Но вот гаражи, витрины магазинов бытовой техники и хозяйственных принадлежностей кончились. Лютую зависть вызывают у меня эти стиральные и посудомоечные машины новейших фасонов, электрические пилы, лобзики, дрели и шлифовальные машины, кухонные комбайны, садовые тракторы и мотоблоки, похожие на аппаратуру иллюзионистов в цирке — никель и яркая краска. А какой садовый инвентарь — лопаты, грабли, вилы, мотыги — с ручками, так же тщательно отделанными, как епископские посохи и маршальские жезлы! Впрочем, у нас на родине это все тоже есть, но здесь будто видишь первоисточник. А какой интерес эти предметы и механизмы вызвали бы у Ломоносова и Пастернака! Одного захватывала причинно-следственная связь, механика и взаимодействие, его ум парил над явлениями природы, рычагами жизни, и докапывался до причин. Другой, который ближе к нашему времени и в детстве не вкусил соленого пота и мышечного напряжения, того, что мы называем простой работой, как ни странно, любил физический труд, садовый инвентарь, любил, раздевшись до трусов, работать в огороде. Воистину, великие люди всегда странные.
Выставка изобретений человеческого гения, отлитого в бытовые формы, завершилась, и сразу перед зевакой, как везде в пунктуальной Германии, гроздь светофоров, указателей, которые в таком небольшом городе имеют скорее символическое значение, и — некоторое свободное пространство. Шоссе здесь делает развилку и уходит дальше, в какие-то германские просторы, одно ответвление поворачивает направо, к зданию вокзала, а другое налево и, как бы по малому кольцу, возвращается в город.
Но все-таки пока пойдем направо, к вокзалу. Может быть, этот вокзал сделать неким обрамлением моей лекции? Важно ведь не то, что ты читаешь студентам, какие факты приводишь, а как эти факты и весь образ лекции и лектора изменяют сознание слушателя, вызывают в нем внутреннюю работу. Скользят по сознанию или “заводят мыслительный механизм”?
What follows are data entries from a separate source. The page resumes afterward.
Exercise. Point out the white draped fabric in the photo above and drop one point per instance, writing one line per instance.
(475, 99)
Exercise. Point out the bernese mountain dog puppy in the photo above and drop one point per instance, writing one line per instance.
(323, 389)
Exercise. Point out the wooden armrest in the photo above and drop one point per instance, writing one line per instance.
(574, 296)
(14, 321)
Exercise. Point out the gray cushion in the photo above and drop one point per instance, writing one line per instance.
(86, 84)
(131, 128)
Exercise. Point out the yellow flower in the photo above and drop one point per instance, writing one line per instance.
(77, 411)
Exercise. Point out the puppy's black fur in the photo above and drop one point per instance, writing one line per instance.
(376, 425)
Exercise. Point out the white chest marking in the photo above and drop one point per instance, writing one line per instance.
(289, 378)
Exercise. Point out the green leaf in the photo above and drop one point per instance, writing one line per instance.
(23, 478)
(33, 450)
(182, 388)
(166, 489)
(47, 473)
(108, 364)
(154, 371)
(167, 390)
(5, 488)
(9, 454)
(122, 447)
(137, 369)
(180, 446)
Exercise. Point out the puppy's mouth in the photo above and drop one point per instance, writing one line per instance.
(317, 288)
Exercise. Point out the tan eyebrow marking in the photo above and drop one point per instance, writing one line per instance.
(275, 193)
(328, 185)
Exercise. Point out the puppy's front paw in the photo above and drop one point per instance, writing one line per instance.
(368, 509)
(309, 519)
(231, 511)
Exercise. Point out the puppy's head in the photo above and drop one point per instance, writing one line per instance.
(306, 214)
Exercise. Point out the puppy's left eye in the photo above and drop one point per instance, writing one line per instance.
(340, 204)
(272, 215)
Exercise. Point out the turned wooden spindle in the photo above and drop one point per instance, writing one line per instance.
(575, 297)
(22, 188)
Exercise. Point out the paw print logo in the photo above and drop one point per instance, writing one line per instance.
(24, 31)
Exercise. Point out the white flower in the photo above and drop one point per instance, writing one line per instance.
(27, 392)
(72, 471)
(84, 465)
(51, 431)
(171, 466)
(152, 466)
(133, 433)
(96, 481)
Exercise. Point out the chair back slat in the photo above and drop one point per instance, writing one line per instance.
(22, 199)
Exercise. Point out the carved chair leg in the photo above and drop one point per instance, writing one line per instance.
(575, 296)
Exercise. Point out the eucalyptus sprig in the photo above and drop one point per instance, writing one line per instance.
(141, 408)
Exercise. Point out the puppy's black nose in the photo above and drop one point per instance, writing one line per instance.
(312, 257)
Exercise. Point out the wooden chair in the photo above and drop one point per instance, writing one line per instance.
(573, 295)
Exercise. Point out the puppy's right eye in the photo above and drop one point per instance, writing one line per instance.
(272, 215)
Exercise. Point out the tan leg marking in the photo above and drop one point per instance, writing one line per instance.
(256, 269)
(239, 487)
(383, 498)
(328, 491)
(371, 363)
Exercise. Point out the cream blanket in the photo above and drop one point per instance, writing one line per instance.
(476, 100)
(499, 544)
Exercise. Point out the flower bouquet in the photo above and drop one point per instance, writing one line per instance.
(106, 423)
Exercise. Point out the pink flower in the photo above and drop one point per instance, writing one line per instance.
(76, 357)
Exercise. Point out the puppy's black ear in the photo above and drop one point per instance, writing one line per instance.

Вглядимся попристальнее в здание вокзала, отчасти похожее на летний павильон в Петергофе. И нечего воротить нос, ссылаться на свое историческое чутье и последнюю войну, во время которой союзники во многих городах Германии не оставили камня на камне. Марбург не бомбили ни разу, будто чья-то воля распорядилась, чтобы ни одна бомба не упала на эту средневековую сказку. Так что вокзал почти наверняка “тот”, и те же перспективы города открываются отсюда, что и сто, и двести лет назад. И та же улица идет от вокзала… Когда, перебравшись через мост, она повернет у здания почтамта и через пару сотен метров остановится в изумлении перед первым в Германии готическим протестантским храмом — церковью святой Елизаветы, — будет смысл задуматься, почему Марбург не бомбили. Но это моя догадка. А пока стоит получше вглядеться и в здание вокзала, и в ступени ведущей к нему лестницы. Этот вокзал в жизни Пастернака и всей русской литературы имеет огромное значение.
В начале мая 1912 года, очень скромно одетый — на нем серый отцовский костюм пошива 1891 года (зафиксировано документально), — по этим ступеням сбежал только что приехавший сюда молодой человек, чьим именем через полвека в городе назовут одну из улиц. Эпитет “скромный” тут не случаен, в нем нет намерения приблизить к нам великого человека. Его вторая жена, Зинаида Николаевна Нейгауз, оставившая после себя замечательные мемуары, пишет об удивительной скромности мужа: он, раздавая много денег в качестве материальной помощи, “жался”, когда дело касалось его одежды. В его гардеробе последних лет любимыми были две курточки — одну из них, “праздничную”, привез из-за границы, после конкурса, сын-пианист, а другая была рабочая. Похоронили поэта в черном парадном костюме его отца — опять эти фамильные вещи, “родовая кожа”, — привезенном в качестве наследства из Лондона Алексеем Сурковым, который очень сдержанно, почти отрицательно говорил о поэте на Первом, учредительном, съезде писателей. Тут возникает тема эмиграции Пастернаков — отца, матери, сестер. Надо ли усложнять лекцию и рассказывать об этом, надо ли объяснять, почему сам поэт не поехал с ними?